[Mesa-dev] [PATCH 07/25] i965/fs: Implement opt_sampler_eot() in terms of logical sends.
Francisco Jerez
currojerez at riseup.net
Sat May 28 20:21:06 UTC 2016
Jason Ekstrand <jason at jlekstrand.net> writes:
> On Fri, May 27, 2016 at 7:05 PM, Francisco Jerez <currojerez at riseup.net>
> wrote:
>
>> This makes the whole LOAD_PAYLOAD munging unnecessary which simplifies
>> the code and will allow the optimization to succeed in more cases
>> independent of whether the LOAD_PAYLOAD instruction can be found or
>> not.
>> ---
>> src/mesa/drivers/dri/i965/brw_fs.cpp | 79
>> +++++++++++-------------------------
>> 1 file changed, 23 insertions(+), 56 deletions(-)
>>
>> diff --git a/src/mesa/drivers/dri/i965/brw_fs.cpp
>> b/src/mesa/drivers/dri/i965/brw_fs.cpp
>> index 45c4753..6abf776 100644
>> --- a/src/mesa/drivers/dri/i965/brw_fs.cpp
>> +++ b/src/mesa/drivers/dri/i965/brw_fs.cpp
>> @@ -2612,11 +2612,15 @@ fs_visitor::opt_sampler_eot()
>> if (key->nr_color_regions != 1)
>> return false;
>>
>> + /* Requires clamping the color payload in the shader. */
>> + if (key->clamp_fragment_color)
>> + return false;
>>
>
> This looks new... Is it actually needed?
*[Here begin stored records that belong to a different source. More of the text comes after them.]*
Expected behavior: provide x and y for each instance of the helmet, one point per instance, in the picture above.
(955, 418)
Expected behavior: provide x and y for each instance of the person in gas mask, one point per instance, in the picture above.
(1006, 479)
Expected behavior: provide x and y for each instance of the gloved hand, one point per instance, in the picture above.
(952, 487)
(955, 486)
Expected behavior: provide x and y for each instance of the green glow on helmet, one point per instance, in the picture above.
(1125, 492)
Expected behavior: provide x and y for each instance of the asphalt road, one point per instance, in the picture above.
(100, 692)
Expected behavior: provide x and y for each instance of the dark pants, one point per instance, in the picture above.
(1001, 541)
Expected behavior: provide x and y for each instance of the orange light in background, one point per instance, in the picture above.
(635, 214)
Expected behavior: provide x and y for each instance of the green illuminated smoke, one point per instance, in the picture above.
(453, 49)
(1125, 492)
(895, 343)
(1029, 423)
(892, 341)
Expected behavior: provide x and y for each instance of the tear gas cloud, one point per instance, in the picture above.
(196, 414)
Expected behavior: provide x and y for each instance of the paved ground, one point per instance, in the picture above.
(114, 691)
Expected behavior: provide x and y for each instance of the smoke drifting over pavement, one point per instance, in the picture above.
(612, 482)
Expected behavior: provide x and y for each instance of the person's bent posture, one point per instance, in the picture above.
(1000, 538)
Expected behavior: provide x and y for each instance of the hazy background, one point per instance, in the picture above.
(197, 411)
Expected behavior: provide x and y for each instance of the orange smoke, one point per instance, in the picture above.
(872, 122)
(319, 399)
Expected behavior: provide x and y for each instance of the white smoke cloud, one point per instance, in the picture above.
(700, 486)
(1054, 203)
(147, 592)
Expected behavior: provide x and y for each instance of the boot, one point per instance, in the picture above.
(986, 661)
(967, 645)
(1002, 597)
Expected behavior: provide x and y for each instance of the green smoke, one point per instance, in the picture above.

Could we simply do "if
> (tex_inst->saturate) return false;"? In any case, it should probably be
> it's own commit.
>
It is necessary to preserve the current behavior and skip the
optimization when fragment color clamping is required, because right now
the MOVs used to saturate the color values are inserted during logical
send lowering so this pass would have no other way to find out. I can
make the change in a separate commit just before this one if you like.
>
>> +
>> /* Look for a texturing instruction immediately before the final
>> FB_WRITE. */
>> bblock_t *block = cfg->blocks[cfg->num_blocks - 1];
>> fs_inst *fb_write = (fs_inst *)block->end();
>> assert(fb_write->eot);
>> - assert(fb_write->opcode == FS_OPCODE_FB_WRITE);
>> + assert(fb_write->opcode == FS_OPCODE_FB_WRITE_LOGICAL);
>>
>> /* There wasn't one; nothing to do. */
>> if (unlikely(fb_write->prev->is_head_sentinel()))
>> @@ -2629,24 +2633,20 @@ fs_visitor::opt_sampler_eot()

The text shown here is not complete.